Se detuvieron un momento bajo el extremo del cable, y Art lo observó con interés profesional. El gran cilindro de filamentos de carbono ennegrecidos parecía haber sufrido pocos daños en la caída, aunque lo cierto era que esa parte había golpeado Marte con menos fuerza. El extremo se había desplomado en el interior del gran bunker de hormigón del Enchufe, explicó Adrienne, y luego fue arrastrado un par de kilómetros cuando el cable se precipitó por la pendiente oriental de Pavonis. Eso no era demasiado para un material diseñado para soportar la tracción de un asteroide que giraba más allá del punto areosincrónico.

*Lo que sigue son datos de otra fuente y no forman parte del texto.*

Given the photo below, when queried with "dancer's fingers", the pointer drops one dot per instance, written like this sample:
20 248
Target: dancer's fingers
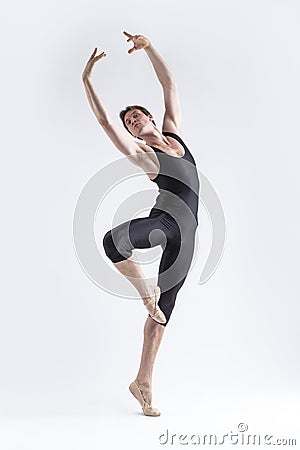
127 34
94 52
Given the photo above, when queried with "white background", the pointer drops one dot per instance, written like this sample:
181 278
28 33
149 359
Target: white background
69 349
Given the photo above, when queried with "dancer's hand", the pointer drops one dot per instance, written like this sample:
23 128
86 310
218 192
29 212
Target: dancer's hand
138 40
89 65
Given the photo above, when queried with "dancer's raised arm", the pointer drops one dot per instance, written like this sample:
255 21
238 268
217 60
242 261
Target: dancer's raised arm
172 116
114 131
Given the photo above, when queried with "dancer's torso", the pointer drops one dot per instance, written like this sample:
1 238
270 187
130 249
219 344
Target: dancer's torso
177 179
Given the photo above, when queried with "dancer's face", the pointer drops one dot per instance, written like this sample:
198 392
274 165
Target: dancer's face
137 122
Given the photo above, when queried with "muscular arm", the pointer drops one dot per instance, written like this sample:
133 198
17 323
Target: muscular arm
116 134
172 116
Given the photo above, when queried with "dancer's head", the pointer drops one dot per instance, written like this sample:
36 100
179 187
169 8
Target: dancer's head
136 117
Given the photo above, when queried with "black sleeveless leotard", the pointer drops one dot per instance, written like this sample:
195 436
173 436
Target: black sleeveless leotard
172 224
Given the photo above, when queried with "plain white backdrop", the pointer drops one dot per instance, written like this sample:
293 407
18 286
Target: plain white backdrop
69 349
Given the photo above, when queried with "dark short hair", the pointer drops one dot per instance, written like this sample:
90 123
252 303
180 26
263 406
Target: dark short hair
130 108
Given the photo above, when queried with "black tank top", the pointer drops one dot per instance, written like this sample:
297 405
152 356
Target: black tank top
178 176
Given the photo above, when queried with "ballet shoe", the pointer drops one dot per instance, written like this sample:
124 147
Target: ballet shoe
153 308
148 410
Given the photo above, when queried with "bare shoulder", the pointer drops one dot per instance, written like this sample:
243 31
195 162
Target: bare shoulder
171 128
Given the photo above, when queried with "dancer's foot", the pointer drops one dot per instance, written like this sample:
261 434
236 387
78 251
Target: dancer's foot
143 394
152 306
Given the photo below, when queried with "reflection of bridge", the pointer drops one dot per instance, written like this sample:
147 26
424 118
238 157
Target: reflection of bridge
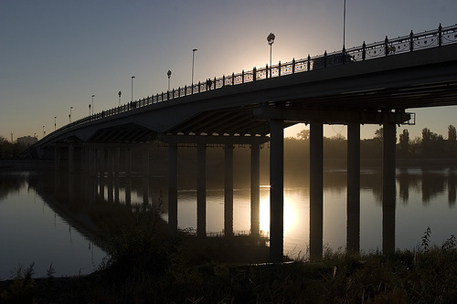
418 70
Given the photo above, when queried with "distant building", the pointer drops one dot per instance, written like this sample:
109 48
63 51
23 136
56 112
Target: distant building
27 140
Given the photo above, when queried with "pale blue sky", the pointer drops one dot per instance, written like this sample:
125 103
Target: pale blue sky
55 54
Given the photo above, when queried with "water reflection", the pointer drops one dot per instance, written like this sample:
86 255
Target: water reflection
76 205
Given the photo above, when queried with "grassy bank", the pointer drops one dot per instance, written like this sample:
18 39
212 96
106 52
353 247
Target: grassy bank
146 266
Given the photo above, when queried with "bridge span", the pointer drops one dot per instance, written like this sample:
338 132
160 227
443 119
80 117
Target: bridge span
369 84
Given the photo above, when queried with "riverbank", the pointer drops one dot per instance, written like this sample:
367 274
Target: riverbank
406 277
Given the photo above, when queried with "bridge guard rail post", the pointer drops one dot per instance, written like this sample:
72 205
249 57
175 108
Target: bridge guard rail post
388 188
276 190
201 190
255 189
316 190
228 191
353 188
173 189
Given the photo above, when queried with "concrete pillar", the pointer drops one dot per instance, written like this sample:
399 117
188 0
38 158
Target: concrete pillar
101 170
316 190
146 175
117 158
71 157
276 190
201 190
388 188
353 188
173 189
255 189
56 157
110 169
228 191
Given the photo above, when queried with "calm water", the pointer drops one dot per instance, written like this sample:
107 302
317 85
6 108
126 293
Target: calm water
41 215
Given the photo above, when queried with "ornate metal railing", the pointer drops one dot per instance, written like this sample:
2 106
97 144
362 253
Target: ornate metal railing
389 47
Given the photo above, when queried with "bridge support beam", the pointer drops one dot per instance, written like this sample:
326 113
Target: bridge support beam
316 192
255 189
353 188
71 157
228 191
201 190
388 188
173 189
276 190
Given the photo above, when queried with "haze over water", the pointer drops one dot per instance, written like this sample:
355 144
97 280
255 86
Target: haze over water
33 231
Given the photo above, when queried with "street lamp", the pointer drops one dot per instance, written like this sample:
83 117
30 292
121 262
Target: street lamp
133 77
271 40
169 76
92 104
193 65
69 115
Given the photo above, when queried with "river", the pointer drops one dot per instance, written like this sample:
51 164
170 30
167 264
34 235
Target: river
47 218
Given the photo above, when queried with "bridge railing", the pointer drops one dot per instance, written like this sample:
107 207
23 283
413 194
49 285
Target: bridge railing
388 47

Y ahí estaba, como esperando que volviesen a colocarlo en su lugar: cilíndrico, dos pisos de altura, la masa ennegrecida incrustada de acero y anillos. La tienda sólo cubría unos cien metros de cable; después se extendía al descubierto sobre la ancha meseta, hacia el este, hasta desaparecer por el borde, el horizonte que veían. Desde fuera de la ciudad se apreciaba mejor el inmenso Monte Pavonis: el borde tenía una extensión pasmosa, una rosquilla de tierra llana de unos treinta kilómetros de ancho, desde el abrupto borde interior de la caldera hasta la caída más gradual de las laderas del volcán. Desde el lugar en que estaban no alcanzaba a verse nada del resto de Marte, y tenían la sensación de estar de pie en un encumbrado mundo circular, bajo un cielo azul.